In general terms, good pain management involves prevention (whenever possible), assessment (always), and then either cure or palliation. When the cause of a pain can be cured, this is obviously the ideal solution, but when cure is not possible, palliation takes centre stage. I will give prevention, assessment and palliation their own headings, below, but I will deal with palliation at greater length, as it can be very helpful to patients if they and their loved ones understand how it can be achieved.
When it is possible, prevention is always better than cure, and this has important implications for cancer pain. Of course, prevention of cancer itself is also important, but that topic is outside the scope of this series of articles. However, even if a person has a cancer which cannot be cured, active therapy for that cancer may often prevent predictable future problems.

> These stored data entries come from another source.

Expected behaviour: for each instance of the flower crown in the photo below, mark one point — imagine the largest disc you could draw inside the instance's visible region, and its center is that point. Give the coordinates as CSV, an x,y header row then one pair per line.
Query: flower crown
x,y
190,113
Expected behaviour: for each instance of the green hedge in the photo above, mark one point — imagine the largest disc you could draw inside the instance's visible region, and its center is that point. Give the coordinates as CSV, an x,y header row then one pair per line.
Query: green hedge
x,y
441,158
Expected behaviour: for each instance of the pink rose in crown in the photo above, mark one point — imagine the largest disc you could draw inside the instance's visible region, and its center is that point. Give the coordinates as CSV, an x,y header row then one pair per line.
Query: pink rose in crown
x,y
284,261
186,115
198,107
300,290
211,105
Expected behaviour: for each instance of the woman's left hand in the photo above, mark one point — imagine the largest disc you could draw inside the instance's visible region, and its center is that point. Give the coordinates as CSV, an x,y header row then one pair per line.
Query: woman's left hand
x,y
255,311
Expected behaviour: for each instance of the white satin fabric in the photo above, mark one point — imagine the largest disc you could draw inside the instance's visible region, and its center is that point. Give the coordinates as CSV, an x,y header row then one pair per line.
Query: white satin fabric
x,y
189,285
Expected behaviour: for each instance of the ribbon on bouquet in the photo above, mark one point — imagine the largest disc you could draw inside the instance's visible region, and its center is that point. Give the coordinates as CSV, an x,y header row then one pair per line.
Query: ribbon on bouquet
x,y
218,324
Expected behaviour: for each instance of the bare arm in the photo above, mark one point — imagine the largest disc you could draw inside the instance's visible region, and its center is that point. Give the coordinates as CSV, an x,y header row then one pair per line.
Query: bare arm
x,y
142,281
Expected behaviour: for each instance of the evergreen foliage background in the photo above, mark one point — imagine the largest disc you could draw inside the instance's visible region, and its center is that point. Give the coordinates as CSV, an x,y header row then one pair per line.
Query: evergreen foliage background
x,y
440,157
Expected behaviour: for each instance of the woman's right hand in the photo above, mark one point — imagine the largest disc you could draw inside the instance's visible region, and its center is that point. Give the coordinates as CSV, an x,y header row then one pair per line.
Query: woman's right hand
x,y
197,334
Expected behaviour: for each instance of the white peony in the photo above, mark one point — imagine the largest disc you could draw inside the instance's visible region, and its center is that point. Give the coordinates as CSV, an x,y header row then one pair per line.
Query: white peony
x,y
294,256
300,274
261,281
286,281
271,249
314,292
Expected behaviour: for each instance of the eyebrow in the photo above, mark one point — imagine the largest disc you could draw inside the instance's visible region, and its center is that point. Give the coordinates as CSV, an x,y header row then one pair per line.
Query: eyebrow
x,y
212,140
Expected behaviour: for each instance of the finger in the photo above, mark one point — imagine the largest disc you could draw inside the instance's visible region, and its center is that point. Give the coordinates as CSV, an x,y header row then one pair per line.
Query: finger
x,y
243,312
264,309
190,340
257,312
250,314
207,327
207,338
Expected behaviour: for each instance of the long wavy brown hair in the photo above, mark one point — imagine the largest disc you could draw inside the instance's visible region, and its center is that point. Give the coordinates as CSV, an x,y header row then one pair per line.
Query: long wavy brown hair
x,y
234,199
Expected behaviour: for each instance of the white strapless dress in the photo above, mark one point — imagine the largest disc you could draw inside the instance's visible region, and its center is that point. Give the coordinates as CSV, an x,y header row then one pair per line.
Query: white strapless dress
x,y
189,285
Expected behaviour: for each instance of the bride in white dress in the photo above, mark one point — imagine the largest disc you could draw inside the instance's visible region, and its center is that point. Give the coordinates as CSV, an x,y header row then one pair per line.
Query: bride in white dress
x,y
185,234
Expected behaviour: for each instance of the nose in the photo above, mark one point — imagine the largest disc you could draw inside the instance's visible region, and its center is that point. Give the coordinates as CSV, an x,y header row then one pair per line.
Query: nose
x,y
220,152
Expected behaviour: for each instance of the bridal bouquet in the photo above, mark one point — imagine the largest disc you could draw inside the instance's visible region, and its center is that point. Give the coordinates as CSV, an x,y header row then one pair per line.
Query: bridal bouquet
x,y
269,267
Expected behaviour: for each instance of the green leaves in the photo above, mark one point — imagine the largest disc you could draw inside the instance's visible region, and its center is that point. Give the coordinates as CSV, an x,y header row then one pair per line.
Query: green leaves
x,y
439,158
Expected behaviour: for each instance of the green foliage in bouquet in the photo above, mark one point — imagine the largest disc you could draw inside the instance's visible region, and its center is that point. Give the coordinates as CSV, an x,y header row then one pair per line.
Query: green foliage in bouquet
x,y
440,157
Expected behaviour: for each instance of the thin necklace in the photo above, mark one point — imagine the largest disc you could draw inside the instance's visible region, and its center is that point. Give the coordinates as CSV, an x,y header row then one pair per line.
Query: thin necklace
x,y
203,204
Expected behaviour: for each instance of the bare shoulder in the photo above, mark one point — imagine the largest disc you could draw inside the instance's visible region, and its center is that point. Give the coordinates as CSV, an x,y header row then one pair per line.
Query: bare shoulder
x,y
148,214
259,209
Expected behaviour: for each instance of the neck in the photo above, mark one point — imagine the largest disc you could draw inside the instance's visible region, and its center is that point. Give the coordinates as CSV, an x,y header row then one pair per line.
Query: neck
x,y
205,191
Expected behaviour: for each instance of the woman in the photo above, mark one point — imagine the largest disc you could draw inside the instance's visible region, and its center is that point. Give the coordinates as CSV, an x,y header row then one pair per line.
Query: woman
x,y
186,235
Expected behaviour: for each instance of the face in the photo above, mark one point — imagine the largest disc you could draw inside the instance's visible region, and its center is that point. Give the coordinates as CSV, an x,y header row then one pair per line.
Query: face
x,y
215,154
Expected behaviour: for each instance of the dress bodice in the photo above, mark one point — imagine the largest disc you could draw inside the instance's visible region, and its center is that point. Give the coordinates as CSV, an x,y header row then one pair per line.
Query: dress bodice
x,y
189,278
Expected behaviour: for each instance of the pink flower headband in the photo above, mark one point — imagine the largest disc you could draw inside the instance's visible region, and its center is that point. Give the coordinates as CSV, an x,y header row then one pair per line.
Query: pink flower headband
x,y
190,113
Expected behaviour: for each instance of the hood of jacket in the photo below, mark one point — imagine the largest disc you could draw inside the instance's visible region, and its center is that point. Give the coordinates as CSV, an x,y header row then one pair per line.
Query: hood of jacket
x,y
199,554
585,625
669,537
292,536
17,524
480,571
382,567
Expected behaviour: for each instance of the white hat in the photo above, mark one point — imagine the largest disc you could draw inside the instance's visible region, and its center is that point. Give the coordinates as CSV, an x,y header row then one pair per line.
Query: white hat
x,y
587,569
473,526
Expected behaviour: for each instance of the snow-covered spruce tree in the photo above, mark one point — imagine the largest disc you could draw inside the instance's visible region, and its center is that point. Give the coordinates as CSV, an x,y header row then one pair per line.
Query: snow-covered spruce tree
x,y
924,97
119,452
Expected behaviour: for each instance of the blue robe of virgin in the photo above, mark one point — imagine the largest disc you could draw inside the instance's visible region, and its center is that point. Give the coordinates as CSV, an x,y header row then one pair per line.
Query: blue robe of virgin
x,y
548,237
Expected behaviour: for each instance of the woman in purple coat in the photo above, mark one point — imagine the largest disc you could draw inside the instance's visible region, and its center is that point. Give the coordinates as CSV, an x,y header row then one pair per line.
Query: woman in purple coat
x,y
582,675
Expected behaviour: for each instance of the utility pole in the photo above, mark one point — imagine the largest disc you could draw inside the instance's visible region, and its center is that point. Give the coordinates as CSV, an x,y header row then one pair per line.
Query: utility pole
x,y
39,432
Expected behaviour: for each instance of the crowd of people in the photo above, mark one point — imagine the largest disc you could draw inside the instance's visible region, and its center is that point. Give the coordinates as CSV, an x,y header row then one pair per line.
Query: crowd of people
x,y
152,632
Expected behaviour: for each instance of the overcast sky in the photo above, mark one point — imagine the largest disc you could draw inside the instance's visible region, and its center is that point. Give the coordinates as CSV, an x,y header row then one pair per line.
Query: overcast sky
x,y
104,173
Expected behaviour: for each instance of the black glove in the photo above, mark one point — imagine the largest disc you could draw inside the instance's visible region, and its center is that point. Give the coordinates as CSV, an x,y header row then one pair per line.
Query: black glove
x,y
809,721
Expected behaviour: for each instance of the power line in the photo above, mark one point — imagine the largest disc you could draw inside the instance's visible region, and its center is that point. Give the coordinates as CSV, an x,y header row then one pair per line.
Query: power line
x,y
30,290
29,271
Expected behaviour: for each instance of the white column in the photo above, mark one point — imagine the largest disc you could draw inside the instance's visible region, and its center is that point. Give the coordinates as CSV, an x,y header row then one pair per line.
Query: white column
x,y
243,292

For example, surgery to remove a primary bowel cancer can prevent future problems due to intestinal obstruction, even if secondary tumours which are already present in other organs mean that cure is difficult or impossible. Radiotherapy may help to prevent a future pathological fracture, thus preventing the pain so caused, as well as avoiding the need for orthopaedic surgery. Excision of a primary cancer close to the skin may prevent the later development of ulceration and "fungation" (growing out from the skin in a way reminiscent of a fungus).
There are many other examples of treatments designed to prevent a possible future problem, and they should always be considered by the medical and surgical specialists involved in the patient's care. From the point of view of the patient, the main thing is to understand that some recommended treatments may be aimed at prevention of future symptoms, rather than complete cure of the cancer itself.